Contracts and other legal documents, of which software licenses would fall, are protected by copyright, in general. However, not every contract would be; according to Kenneth Adams (NY Law Journal, 2006:
That doesn’t mean that every contract is so protected. If you copy someone else’s
contract verbatim, changing only the party names, dates, and similar details, a court
would likely find the contract insufficiently original and creative to support a claim of
copyright violation if in turn someone were to copy your contract.
That said, a contract still can be protected by copyright (and, similarly, a software license) if it has some unique, "creative" additions to make it separate from, well, all of the other nearly identical licenses out there. The article above cites American Family Life Assurance Company of Columbus v. Assurant, Inc. (N.D. Ga. 2006) in supporting that contracts can be protected by copyright; in that case, Aflac wrote contracts in a "narrative" style that was more easily read by their customers, and Assurant copied those. The court held they were protected by copyright.
The article goes on to explore whether lawyers copying bits of other contracts are likely violating copyright, and determines that for the most part they aren't, though not because of fair use; but rather, because the contracts they're copying are for the most part copies of copies of copies, and thus aren't themselves protected by copyright any more than I would be protected if I typed out Romeo and Juliet.
Does such copying constitute fair use? There’s precious little to suggest that it does. If a law firm is able to produce for its clients contracts that are distinctive in terms of
substance or language, the law firm would derive a competitive advantage that it would
lose if its competitors were able to copy those contracts with impunity.
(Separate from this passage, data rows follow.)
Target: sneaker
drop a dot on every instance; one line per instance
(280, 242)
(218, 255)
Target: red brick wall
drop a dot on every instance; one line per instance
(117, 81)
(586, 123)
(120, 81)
But that’s not to say that corporate lawyers should stop copying from contracts they find on EDGAR or elsewhere. It’s a safe assumption that the vast majority of contracts are either outright copies that aren’t entitled to copyright protection or contracts that derive copyright protection from their status as compilations. Because any compilation contract would resemble countless other contracts, a law firm would likely have a hard time demonstrating breach of copyright of its compilation contract.
So the answer seems to be "sort of" - if you're copying a software license that is effectively the same as every other software license out there, then you're probably safe. Just don't copy one that's distinctive - do some searches to make sure what you're copying has a few thousand Google hits from different sites.
Or, just use one of the many CC licenses, which will happily allow you to use their text.